Here’s a great resource for people like us – a real report on the impact of Parkinson’s Disease from somebody with first hand experience. There’s no shortage of content repeating press releases but very little genuine insight from people who know what they’re talking about.
Scale Measures Parkinson’s Disease
Published: July 21, 2010
It’s called the Scale for Outcomes of Parkinson’s disease — or SCOPA for short. It’s a great way to get a fairly accurate assessment of where one sits in the progression of a progressive disease.
In fact there’s a whole boatload of SCOPA tests that measure the various symptoms in the constellation of Parkinson’s disease… SCOPA-AUT for autonomic symptoms (excessive sweating, swallowing difficulties, etc.), SCOPA-PC for psychiatric complications, SCOPA-PS for psychosocial consequences of Parkinson’s disease, SCOPA-SLEEP for sleep problems related to PD, and SPES-SCOPA which mirrors the Unified Parkinson’s Disease Rating Scale (UPDRS).
So, let’s go through each of these and see where I am on this late July morning in 2010.
Gail helped me with the SCOPA-COG test last night. It measures cognitive areas such as memory, attention, executive function and visuospatial skills. I scored 27 out of 43 possible points (62.8 percent). I aced the attention and visuospatial questions, missed only 2 pts. in the executive function area, and truly “screwed the pooch” in memory. So my total SCOPA-COG score is slightly below the average of all PD patients who took the test in the initial study (me=62.8%, them=65%, control group=74.6%), but my memory score was well below average for the same group of PD patients (me=36.4%, them=42%, control group =52%).
So, SCOPA-COG shows I’m doing fairly well in three of the four areas they measure, and poopy in the area of memory.

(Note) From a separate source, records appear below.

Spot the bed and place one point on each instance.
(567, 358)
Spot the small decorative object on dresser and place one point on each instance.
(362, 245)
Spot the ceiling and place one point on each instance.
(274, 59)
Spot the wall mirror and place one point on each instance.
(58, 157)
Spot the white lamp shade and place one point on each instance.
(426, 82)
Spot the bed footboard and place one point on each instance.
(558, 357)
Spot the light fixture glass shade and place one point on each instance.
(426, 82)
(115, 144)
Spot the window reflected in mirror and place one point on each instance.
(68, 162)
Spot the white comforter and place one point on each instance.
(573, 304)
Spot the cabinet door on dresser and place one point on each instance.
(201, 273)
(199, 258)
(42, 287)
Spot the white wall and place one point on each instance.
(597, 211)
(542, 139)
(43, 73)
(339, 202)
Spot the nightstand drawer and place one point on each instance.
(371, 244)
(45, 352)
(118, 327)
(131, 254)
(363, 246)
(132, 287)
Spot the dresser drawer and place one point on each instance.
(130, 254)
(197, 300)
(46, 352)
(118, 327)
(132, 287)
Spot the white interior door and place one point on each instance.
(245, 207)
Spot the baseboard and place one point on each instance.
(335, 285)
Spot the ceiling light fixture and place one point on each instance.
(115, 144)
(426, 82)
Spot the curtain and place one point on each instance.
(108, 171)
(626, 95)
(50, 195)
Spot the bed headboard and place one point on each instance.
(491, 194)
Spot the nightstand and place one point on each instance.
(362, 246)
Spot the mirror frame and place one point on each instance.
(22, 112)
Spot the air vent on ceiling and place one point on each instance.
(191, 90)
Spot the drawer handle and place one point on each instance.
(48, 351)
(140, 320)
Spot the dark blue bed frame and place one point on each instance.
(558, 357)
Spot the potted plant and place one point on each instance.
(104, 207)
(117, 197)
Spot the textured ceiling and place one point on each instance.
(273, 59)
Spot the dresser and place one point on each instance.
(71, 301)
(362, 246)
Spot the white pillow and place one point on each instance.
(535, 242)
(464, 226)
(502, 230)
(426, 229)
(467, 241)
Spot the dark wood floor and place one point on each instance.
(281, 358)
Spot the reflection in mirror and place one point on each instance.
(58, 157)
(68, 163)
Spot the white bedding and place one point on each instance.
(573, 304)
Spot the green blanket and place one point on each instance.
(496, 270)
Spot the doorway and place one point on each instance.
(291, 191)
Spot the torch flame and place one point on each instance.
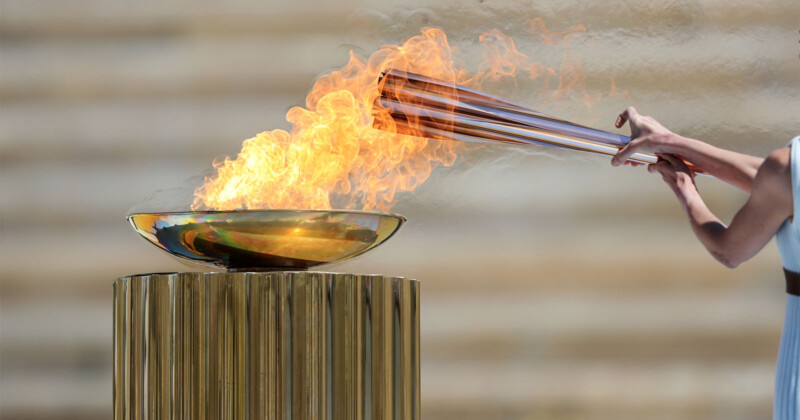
(333, 155)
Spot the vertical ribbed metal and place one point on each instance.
(279, 345)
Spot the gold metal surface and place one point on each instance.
(277, 345)
(264, 240)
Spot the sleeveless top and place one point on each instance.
(786, 405)
(788, 236)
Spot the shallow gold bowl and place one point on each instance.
(263, 240)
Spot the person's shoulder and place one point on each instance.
(778, 163)
(775, 174)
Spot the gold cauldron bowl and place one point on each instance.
(266, 240)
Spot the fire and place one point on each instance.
(334, 157)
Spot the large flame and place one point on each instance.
(333, 155)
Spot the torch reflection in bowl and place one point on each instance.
(263, 240)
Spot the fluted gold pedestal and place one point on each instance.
(276, 345)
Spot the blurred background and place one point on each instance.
(554, 286)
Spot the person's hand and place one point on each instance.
(647, 136)
(676, 174)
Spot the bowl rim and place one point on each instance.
(297, 211)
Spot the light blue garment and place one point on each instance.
(787, 379)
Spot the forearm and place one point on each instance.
(734, 168)
(708, 228)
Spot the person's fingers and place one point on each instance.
(633, 163)
(629, 114)
(671, 158)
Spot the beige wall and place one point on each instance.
(553, 288)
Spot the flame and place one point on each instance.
(334, 156)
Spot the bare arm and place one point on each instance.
(769, 205)
(647, 135)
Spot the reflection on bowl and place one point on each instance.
(263, 240)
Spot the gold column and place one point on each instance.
(276, 345)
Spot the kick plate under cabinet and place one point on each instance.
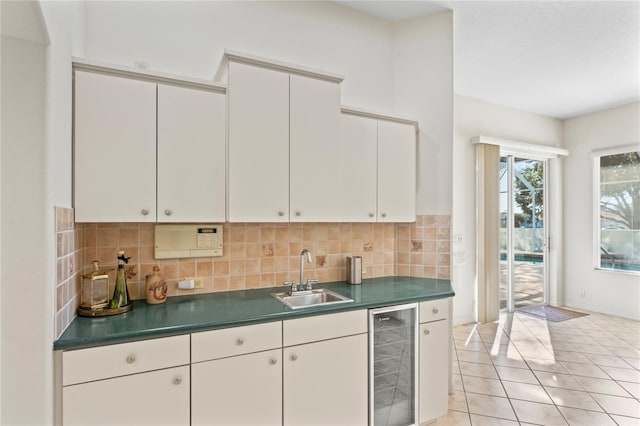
(192, 240)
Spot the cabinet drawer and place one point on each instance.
(235, 341)
(154, 398)
(84, 365)
(434, 310)
(322, 327)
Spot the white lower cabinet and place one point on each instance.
(153, 398)
(325, 370)
(434, 361)
(240, 390)
(305, 371)
(325, 383)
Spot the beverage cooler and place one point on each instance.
(393, 354)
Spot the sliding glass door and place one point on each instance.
(523, 235)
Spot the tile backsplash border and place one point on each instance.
(255, 255)
(69, 261)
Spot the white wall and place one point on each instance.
(37, 45)
(65, 25)
(26, 327)
(473, 118)
(607, 292)
(188, 38)
(423, 90)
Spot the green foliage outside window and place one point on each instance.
(620, 211)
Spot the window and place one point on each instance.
(617, 177)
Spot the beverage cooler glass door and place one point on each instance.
(393, 375)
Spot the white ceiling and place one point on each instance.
(556, 58)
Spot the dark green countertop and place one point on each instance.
(186, 314)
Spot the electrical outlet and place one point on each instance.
(198, 281)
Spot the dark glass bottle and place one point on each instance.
(121, 292)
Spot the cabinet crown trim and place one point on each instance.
(147, 75)
(378, 116)
(245, 58)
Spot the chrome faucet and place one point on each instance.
(302, 253)
(301, 288)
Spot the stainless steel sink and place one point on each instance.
(310, 298)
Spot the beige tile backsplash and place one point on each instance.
(255, 254)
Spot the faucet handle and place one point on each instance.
(310, 283)
(291, 284)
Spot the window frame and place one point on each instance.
(596, 155)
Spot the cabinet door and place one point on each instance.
(359, 148)
(258, 108)
(315, 178)
(114, 149)
(191, 155)
(434, 369)
(396, 172)
(155, 398)
(325, 383)
(241, 390)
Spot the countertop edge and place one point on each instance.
(84, 342)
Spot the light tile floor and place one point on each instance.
(524, 370)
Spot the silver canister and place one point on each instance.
(354, 269)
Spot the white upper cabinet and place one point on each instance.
(396, 172)
(147, 152)
(284, 140)
(191, 155)
(258, 108)
(114, 149)
(315, 178)
(378, 169)
(359, 157)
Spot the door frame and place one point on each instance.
(511, 155)
(486, 305)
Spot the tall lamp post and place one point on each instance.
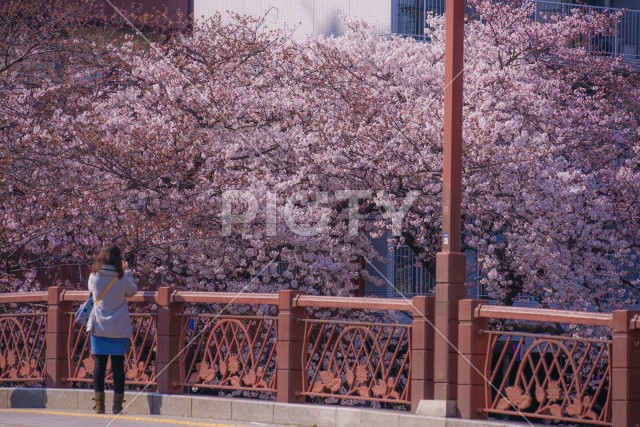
(450, 261)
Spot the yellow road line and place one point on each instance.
(121, 417)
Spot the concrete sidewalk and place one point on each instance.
(68, 418)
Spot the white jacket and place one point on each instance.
(110, 317)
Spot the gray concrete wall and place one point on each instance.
(222, 409)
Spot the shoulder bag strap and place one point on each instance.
(103, 293)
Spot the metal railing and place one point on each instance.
(306, 350)
(410, 20)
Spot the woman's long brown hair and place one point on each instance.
(110, 254)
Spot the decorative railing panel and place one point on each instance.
(22, 348)
(354, 360)
(140, 361)
(548, 377)
(229, 352)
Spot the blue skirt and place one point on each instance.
(112, 346)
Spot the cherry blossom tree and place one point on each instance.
(166, 139)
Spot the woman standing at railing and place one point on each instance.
(110, 283)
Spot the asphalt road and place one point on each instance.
(50, 418)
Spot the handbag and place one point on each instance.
(84, 311)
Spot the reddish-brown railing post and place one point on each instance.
(625, 369)
(421, 350)
(57, 351)
(472, 343)
(169, 326)
(289, 348)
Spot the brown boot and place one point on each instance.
(118, 400)
(99, 406)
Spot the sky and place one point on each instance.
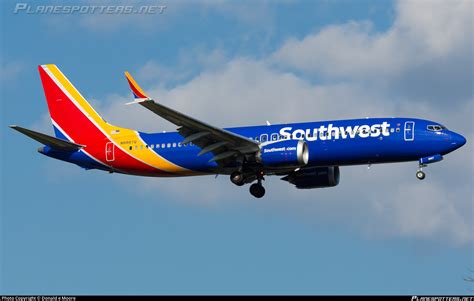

This is a questionnaire with 23 questions where each question has a value of 0 to 3 points (0=never, 3=often). It’s broken into six areas of autonomic function — gastrointestinal, urinary, cardiovascular, thermoregulation, pupilomotor dysfunction, and sexual dysfunction.
My total score was 31, which places me in the “severe” group.
Gastrointestinal – 8 – severe
Urinary dysfunction – 11 — severe
Cardiovascular dysfunction — 0 — PRISTINE!!!
Thermoregulatory dysfunction — 4 — severe
Pupillomotor dysfunction — 1 — severe (my eyes take forever to adjust to bright light)
Sexual dysfunction — 6 — severe
Bottom line — My PD has progressed to the point where I have severe autonomic difficulties. Big news.
This one measures any psychiatric problems a Parky may be having. Seven questions are scored 0 to 3. The total score range is from 0 to 21.
The average of all Parkies who took part in the initial study was 3.2. I scored a “6″.
In this questionnaire, they inquire about problems which we Parkies may encounter as a result of our illness in the areas of (social) activities, contact with other people, and on an emotional level. It’s 11 questions that score from 0 (not at all) to 3 (very much).
I scored a total 17. You get the final score by getting a percentage — 17 pts/33 possible. I came up with 51.5%. That places me in Hoehn & Yahr Class IV.
By means of this questionnaire, they assess what extent in the past month we Parkies have had problems with sleeping.
Thanks to modern chemicals, I’m not having any trouble in this area at all, scoring only 15.2 percent out of the possible 33 points.
This is the one that mirrors the UPDRS.
My Activities of Daily Living Score is 10, which also puts me in H&Y III.
And there you have it!
To sum up…
The SCOPA-COG says my cognition is pretty well preserved, except for immediate recall memory, which is in the “severe” category.
SCOPA-AUT says I’m having some pretty severe autonomic difficulties, except in the area of cardiovascular function.
SCOPA-PC says I’m a bit nuttier than the average Parky, but nowhere near the high end.
SCOPA-PS says I have some pretty severe psychosocial complications of the disease.
SCOPA-SLEEP says, thanks to my nite-nite pills, I’m a pretty good sleeper.
SPES-SCOPA says my DBS is doing a fairly decent job controlling my motor symptom and activities of daily living, but my disease continues to progress. As it will.